AUD/USD was seen consolidating its recent strong gains recorded over the past two weeks or so. The Fed’s hawkish outlook…

By financial2020myday , in Forex , at March 25, 2022

AUD/USD was seen consolidating its recent strong gains recorded over the past two weeks or so.
The Fed’s hawkish outlook acted as a tailwind for the USD and kept a lid on any meaningful gains.
A positive risk tone, bullish commodity prices extended some support to the resources-linked aussie.
The AUD/USD pair seesawed between tepid gains/minor losses through the early North American session and for now, seems to have stabilized above the 0.7500 psychological mark.

The pair witnessed a range-bound price action on Friday and consolidated its recent strong bullish run of over 350 pips from the monthly low, around the 0.7165 region touched last week. The downside remained cushioned amid a generally positive tone around the equity markets, which tends to benefit the perceived riskier aussie.

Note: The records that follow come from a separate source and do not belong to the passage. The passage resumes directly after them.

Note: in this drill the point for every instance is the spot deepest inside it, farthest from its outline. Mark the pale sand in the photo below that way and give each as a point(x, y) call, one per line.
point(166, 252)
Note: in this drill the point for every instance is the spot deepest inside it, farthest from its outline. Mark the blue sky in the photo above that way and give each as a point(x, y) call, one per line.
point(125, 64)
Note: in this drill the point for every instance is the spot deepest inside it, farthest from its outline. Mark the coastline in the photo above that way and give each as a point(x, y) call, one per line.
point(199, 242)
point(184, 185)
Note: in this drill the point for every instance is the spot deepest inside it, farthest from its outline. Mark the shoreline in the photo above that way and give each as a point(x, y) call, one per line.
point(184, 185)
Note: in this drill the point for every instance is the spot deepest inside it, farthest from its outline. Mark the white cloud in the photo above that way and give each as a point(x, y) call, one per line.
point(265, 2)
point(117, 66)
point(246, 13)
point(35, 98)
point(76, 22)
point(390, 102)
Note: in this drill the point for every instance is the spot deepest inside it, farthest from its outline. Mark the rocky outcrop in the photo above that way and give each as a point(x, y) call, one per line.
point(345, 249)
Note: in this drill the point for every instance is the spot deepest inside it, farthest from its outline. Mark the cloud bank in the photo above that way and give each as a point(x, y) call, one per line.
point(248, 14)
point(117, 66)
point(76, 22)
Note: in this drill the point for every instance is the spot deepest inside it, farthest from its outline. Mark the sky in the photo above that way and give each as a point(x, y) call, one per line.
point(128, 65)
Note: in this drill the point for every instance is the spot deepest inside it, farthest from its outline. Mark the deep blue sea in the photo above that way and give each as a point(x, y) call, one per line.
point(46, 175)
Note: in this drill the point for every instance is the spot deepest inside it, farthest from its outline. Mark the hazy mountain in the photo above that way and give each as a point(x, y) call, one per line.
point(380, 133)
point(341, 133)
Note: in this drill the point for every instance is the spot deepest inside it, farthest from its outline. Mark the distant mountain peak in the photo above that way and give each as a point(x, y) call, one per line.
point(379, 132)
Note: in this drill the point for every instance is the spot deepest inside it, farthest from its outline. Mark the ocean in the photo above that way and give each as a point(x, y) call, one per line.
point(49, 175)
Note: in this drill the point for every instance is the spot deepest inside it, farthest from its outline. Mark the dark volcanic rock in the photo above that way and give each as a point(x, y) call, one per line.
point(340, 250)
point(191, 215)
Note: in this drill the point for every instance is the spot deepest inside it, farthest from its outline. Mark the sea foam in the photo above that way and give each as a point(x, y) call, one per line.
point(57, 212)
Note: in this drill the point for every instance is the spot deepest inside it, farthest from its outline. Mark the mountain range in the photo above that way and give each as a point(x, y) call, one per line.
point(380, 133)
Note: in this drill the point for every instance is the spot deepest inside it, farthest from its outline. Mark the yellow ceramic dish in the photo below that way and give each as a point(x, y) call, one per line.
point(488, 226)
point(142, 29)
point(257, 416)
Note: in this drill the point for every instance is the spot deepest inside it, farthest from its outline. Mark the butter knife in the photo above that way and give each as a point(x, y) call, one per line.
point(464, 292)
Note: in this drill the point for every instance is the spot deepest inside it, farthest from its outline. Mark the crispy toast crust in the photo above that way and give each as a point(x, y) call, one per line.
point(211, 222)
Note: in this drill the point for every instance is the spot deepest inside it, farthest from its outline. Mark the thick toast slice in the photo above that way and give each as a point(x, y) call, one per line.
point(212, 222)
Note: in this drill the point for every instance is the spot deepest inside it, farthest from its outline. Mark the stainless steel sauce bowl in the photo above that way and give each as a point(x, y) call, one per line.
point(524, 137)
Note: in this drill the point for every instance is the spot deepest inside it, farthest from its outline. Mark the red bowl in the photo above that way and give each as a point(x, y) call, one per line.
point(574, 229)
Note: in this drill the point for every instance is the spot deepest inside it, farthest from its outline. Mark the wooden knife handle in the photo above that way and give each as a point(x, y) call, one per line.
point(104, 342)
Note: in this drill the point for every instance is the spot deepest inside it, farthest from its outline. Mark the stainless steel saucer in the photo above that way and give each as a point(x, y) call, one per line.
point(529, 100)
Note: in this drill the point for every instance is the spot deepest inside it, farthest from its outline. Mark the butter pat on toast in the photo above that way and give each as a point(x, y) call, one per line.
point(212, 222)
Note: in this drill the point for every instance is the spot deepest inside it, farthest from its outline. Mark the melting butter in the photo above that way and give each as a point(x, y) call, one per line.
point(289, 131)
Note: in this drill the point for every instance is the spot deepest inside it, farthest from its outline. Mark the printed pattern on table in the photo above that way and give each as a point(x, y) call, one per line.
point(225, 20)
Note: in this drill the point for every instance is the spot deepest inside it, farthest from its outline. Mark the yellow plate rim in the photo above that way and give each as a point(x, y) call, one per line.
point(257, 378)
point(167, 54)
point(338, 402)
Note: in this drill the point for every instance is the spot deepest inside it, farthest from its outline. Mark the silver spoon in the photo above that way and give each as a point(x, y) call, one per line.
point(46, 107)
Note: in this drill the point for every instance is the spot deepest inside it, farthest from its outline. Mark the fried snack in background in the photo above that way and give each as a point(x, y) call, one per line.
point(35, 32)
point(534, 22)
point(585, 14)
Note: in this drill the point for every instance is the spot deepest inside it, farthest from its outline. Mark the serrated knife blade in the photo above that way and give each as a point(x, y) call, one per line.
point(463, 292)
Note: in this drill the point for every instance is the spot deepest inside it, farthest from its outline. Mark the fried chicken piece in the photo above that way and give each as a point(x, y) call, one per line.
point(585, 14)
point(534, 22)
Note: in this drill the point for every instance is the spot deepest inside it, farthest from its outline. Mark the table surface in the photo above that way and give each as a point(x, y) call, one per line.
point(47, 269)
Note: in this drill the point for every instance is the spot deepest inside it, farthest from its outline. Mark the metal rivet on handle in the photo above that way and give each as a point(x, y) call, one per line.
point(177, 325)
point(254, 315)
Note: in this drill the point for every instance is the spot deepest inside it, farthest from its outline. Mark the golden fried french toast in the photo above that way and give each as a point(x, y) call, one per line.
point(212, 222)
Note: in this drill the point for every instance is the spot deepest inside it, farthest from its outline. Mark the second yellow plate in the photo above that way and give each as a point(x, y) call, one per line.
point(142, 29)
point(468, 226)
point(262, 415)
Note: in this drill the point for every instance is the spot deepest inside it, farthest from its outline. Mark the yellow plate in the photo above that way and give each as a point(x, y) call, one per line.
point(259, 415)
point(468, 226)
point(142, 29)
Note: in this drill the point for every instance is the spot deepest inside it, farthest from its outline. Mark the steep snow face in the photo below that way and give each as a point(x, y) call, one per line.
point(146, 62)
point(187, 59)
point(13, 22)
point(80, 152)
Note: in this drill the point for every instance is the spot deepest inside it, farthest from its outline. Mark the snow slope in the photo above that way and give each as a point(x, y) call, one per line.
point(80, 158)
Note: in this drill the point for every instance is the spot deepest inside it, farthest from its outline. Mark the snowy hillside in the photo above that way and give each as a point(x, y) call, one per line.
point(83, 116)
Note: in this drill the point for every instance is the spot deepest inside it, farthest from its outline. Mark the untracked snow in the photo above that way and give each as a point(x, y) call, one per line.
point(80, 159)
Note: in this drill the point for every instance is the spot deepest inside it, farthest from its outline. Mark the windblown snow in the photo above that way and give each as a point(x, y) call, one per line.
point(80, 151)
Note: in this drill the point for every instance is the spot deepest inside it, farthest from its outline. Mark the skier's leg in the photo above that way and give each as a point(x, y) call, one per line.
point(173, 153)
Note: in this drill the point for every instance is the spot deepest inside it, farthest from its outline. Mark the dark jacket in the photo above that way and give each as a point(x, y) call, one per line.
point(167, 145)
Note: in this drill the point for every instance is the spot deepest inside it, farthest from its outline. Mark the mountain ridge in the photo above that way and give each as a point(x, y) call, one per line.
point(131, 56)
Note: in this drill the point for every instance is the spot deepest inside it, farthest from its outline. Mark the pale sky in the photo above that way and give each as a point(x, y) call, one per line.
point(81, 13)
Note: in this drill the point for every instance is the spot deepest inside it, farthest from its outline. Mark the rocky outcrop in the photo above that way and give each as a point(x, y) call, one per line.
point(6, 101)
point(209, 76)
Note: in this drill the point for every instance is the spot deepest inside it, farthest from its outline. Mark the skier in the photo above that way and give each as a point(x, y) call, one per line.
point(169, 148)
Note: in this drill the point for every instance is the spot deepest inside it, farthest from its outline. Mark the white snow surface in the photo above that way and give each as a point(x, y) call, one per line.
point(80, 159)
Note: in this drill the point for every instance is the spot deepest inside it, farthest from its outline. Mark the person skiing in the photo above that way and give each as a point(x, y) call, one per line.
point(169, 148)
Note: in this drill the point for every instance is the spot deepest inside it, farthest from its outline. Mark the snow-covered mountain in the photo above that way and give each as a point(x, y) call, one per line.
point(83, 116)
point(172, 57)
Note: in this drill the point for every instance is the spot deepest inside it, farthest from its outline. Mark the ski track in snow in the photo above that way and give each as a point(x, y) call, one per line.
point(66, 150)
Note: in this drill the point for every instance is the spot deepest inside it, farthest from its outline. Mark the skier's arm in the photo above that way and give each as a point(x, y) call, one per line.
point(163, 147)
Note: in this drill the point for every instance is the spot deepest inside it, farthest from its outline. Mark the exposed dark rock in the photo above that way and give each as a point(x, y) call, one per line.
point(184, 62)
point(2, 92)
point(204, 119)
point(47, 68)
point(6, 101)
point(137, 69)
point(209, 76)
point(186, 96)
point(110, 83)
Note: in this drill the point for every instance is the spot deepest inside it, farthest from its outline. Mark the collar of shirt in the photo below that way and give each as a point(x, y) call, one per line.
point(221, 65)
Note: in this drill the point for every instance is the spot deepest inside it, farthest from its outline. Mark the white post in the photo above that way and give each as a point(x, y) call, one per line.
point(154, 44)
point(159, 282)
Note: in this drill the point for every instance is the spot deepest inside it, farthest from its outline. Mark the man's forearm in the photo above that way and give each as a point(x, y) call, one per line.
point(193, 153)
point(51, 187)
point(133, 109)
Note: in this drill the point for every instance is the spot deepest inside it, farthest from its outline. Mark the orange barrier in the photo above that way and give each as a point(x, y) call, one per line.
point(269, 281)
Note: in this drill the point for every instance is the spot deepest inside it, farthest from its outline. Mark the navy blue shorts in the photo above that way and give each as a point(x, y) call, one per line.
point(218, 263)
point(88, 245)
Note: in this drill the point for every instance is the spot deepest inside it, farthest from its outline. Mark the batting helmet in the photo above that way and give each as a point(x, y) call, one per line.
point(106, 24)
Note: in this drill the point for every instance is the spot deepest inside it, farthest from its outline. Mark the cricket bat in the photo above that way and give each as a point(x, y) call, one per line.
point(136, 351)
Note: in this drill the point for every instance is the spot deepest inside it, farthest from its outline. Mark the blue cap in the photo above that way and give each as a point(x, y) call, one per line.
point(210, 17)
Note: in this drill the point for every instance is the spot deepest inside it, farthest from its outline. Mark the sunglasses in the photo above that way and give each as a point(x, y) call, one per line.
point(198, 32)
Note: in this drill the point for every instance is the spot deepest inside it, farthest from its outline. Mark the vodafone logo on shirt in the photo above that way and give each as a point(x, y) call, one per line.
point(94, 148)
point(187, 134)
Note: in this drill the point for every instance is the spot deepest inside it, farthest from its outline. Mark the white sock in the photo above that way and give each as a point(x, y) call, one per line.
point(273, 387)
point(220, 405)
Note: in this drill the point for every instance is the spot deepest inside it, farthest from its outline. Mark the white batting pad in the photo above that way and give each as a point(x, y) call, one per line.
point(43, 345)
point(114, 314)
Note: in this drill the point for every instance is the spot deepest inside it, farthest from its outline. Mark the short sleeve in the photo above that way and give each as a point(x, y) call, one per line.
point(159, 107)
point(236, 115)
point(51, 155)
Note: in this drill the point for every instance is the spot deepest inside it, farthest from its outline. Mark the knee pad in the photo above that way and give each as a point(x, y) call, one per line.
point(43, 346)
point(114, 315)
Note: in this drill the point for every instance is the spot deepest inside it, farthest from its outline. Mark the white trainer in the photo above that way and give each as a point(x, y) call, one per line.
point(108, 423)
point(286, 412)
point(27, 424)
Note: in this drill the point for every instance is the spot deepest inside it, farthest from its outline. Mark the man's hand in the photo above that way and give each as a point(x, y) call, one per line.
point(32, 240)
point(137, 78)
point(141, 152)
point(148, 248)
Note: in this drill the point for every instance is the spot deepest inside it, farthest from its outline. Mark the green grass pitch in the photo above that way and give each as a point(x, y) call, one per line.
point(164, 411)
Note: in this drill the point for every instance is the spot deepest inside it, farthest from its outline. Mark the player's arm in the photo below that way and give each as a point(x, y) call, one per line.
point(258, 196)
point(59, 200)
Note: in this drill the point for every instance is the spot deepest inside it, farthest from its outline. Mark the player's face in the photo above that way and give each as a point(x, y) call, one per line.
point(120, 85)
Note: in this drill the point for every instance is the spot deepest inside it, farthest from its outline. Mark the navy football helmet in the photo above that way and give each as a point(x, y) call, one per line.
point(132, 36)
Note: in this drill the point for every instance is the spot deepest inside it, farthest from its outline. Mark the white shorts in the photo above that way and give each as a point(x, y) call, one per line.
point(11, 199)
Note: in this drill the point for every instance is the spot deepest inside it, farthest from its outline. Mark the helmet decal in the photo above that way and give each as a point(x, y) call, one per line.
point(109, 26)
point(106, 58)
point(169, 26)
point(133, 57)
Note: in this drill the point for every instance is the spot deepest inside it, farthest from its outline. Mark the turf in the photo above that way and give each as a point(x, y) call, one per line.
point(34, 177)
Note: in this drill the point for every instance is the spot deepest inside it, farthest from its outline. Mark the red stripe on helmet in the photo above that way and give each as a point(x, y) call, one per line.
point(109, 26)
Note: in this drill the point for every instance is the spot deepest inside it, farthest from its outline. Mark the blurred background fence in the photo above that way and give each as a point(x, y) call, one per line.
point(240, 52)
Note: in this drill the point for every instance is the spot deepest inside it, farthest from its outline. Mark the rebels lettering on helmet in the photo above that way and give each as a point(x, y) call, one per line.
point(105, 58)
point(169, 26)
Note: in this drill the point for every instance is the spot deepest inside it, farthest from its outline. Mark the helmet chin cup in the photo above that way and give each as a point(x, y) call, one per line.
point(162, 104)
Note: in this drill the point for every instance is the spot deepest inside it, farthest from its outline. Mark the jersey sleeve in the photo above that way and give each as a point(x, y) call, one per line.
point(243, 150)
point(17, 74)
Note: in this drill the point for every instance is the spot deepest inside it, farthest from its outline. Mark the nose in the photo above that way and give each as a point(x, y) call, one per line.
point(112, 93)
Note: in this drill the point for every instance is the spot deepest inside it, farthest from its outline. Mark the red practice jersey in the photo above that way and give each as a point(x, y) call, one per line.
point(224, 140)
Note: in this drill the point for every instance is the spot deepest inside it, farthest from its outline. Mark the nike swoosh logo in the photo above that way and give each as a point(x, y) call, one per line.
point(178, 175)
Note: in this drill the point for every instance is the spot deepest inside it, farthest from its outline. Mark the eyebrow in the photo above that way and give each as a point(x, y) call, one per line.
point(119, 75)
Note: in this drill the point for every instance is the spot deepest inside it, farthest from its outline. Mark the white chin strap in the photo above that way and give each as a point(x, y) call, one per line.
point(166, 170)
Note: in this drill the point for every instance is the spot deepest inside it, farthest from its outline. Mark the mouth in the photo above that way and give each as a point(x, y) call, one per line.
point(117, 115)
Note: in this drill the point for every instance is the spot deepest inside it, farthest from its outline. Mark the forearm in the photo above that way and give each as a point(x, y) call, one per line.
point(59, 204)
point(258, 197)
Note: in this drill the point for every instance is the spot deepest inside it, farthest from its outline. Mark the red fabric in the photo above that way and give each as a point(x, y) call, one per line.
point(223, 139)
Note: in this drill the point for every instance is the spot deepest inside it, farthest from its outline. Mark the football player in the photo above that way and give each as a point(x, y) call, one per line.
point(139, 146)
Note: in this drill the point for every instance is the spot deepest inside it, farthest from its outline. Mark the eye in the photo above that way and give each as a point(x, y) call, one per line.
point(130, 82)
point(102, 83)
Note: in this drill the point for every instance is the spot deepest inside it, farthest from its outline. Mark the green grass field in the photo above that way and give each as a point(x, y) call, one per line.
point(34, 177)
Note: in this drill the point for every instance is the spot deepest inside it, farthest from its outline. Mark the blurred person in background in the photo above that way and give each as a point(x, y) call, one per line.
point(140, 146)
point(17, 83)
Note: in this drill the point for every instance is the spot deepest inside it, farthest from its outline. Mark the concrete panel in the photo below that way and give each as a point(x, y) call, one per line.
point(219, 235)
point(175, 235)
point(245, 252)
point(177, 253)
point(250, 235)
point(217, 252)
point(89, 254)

Apart from this, bullish commodity prices turned out to be another factor that acted as a tailwind for the resources-linked Australian dollar. That said, the emergence of some US dollar dip-buying held back bulls from placing aggressive bets and kept a lid on any further gains for the AUD/USD pair, at least for the time being.
The greenback drew support from expectations that the Fed would adopt a more aggressive policy stance to bring down unacceptably high inflation. In fact, the markets have been pricing in the possibility of a 50 bps rate hike move at the May meeting. This was reinforced by elevated US bond yields, which underpinned the buck.

Nevertheless, the AUD/USD pair now seems to have found acceptance above the 0.7500 mark and remains on track to post strong gains for the second successive week. Bulls now await sustained break through a resistance marked by the top boundary of an ascending channel extending from the YTD low before placing fresh bets.